La comisión de gestión es un cargo fijo, normalmente en torno al 2% del capital comprometido al año, por operar el fondo. Es claramente una retribución por servicios y tributa como renta ordinaria. El carry es una participación en beneficios ligada al desempeño que puede calificar para el trato de ganancia de capital. Su naturaleza fiscal es completamente distinta.

¿Qué es un fee waiver y por qué es polémico?

En una estructura de fee waiver, el GP renuncia a una comisión de gestión que sería renta ordinaria a cambio de carry adicional que puede calificar como ganancia de capital. Como parece convertir ingreso de servicios de alta tasa en ingreso de inversión de baja tasa, el IRS lo combatió con fuerza y las reglas ahora lo limitan a acuerdos con verdadero riesgo empresarial.

¿Podría cambiar pronto la fiscalidad del carried interest?

Sí. Los proyectos para gravar el carry como renta ordinaria han resurgido una y otra vez desde ambos partidos. La derogación total nunca se aprobó, pero reformas parciales —endurecer el plazo de tenencia de la Sección 1061 o reclasificar cierto ingreso— siguen siendo posibles. Es un terreno donde la ley fiscal y la política se mueven juntas.
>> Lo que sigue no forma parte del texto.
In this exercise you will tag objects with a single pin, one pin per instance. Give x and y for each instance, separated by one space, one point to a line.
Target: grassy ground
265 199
¿A quién aplica realmente este tratamiento fiscal?

Aplica a quienes gestionan el fondo: los general partners, gestores y socios principales de fondos de private equity, venture, hedge e inmobiliarios. Los limited partners (LP), que solo aportan capital, reciben un rendimiento de su propia inversión y no forman parte del debate del carry. Es un terreno especializado, no algo que enfrente el inversor minorista común.

¿Cuál es el argumento a favor de gravar el carry como ganancia de capital?

Sus defensores sostienen que el GP es un verdadero socio de negocio, no un empleado que cobra comisión. El carry no paga nada si el fondo pierde o no supera su hurdle rate, el GP arriesga años de reputación y carrera, y a menudo coinvierte dinero real. Gravar esa ganancia diferida y en riesgo como capital, dicen, no difiere de la revalorización del capital de cualquier fundador.

¿Es el carry solo un tema de Estados Unidos?

Las reglas concretas de este artículo son de derecho fiscal federal de EE. UU., pero el debate es global: varias jurisdicciones tienen sus propios regímenes para gravar la retribución por desempeño de fondos. Los gestores e inversores transfronterizos enfrentan cuestiones de tratado y residencia que pueden generar doble imposición, así que estos casos exigen revisión especializada.